On propose donc aux savonniers (les vrais, ceux qui maitrisent et pratiquent au quotidien l’art de la saponification) de présenter leurs listes d’ingrédients en indiquant les ingrédients utilisés (par ordre d’importance pondérale décroissante) et non en notant le fruit de la réaction chimique.
On propose aux utilisateurs de bondillons de savons de présenter leurs listes d’ingrédients en indiquant la réalité du terrain, c’est-à-dire en mentionnant le nom des savons qui sont mélangés à différents actifs et additifs en zone de production.
Le savon, celui qui fait bande à part, en bref
Il fait un peu bande à part, ce cosmétique d’hygiène de base en matière de présentation des ingrédients entrant dans sa composition.
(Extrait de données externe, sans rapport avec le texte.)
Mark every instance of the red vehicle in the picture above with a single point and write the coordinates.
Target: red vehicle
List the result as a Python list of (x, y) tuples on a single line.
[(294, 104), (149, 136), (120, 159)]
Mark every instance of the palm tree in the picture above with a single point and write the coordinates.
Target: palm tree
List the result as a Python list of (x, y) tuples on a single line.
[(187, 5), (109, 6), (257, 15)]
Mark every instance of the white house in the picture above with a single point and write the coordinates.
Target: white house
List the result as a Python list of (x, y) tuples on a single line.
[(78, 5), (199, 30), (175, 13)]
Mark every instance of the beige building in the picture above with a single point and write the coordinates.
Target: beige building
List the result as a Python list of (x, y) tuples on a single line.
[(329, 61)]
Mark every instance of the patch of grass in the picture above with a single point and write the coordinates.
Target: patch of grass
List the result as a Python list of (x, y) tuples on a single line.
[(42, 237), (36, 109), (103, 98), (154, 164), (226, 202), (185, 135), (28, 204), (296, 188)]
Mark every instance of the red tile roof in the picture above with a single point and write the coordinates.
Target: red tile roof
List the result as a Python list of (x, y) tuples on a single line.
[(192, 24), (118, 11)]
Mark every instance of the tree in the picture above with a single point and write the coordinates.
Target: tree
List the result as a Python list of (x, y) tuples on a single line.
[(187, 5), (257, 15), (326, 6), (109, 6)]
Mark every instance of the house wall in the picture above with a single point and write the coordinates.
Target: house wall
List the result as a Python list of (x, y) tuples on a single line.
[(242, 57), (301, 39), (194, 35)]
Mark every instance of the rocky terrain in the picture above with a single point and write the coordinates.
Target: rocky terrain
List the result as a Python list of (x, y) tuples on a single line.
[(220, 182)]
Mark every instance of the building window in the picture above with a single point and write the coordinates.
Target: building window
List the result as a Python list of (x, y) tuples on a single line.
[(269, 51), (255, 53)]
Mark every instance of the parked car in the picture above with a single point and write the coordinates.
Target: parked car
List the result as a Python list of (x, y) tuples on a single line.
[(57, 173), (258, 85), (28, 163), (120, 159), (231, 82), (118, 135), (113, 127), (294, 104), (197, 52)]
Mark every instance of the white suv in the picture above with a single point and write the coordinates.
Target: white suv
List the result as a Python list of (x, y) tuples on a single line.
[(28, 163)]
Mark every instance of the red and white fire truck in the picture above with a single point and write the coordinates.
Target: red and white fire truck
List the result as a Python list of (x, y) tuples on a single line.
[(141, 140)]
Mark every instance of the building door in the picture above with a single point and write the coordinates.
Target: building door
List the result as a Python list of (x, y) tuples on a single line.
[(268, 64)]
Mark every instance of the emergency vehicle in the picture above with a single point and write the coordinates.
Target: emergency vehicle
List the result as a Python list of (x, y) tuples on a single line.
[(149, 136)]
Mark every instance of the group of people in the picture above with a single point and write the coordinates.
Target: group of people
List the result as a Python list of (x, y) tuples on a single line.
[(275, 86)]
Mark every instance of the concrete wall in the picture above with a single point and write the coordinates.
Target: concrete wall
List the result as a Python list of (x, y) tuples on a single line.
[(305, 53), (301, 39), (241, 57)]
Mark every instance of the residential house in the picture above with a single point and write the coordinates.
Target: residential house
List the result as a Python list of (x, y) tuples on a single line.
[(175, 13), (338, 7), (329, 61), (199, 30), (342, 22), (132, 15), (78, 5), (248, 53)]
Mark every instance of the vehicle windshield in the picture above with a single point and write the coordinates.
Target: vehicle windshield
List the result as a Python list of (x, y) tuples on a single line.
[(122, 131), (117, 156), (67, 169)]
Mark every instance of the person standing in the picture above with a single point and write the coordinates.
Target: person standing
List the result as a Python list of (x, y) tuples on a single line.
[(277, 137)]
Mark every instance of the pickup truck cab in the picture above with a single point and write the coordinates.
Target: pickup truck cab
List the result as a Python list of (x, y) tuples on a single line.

Cette forte tête devrait, pour son bien, pour son intérêt, rentrer dans le rang ce qui permettrait d’y voir plus clair et de distinguer les savonniers (les vrais) des brasseurs (mélangeurs) de savons tout fait !
L’idée est lancée !
Bibliographie
1 https://eur-lex.europa.eu/legal-content/FR/TXT/PDF/?uri=CELEX:31993L0035
3 https://www.auchan.fr/le-chat-le-chat-savon-de-marseille-douceur-glycerinee-6x100g/pr-C1244167
5 https://www.carrefour.fr/p/savon-solide-extrait-d-olive-palmolive-8714789702926
Composition
Savon à barbe aloé vera : Aqua, potassium stearate, potassium cocoate, sodium cocoate, glycerin, parfum, aloe barbadensis gel, sodium chloride, limonene, linalool sodium hydroxide, potassium hydroxide
Le Chat savon de Marseille : Sodium Tallowate · Aqua · Sodium Palm Kernelate · Glycerin · Parfum· Sodium Chloride · Tetrasodium Etidronate · Sodium Hydroxide · CI 77492
Savon Palmolive : Sodium Palmate, Sodium Oleate, Aqua, Glycerin, Kaolin, Sodium Laurate, Sodium Chloride, Parfum, Tetrasodium EDTA, Etidronic Acid, Sine Adipe Lac, Olea Europaea Fruit Oil, Aloe Barbadensis Leaf Juice Powder, Citrus Aurantium Dulcis Peel Oil, Eucalyptus Globulus Leaf Oil, Litsea Cubeba Fruit Oil, Prunus Amygdalus Dulcis Oil, Alpha-Isomethyl Ionone, Benzyl Salicylate, Citronellol, Coumarin, Limonene, Linalool, CI 47005, CI 61570, CI 77891.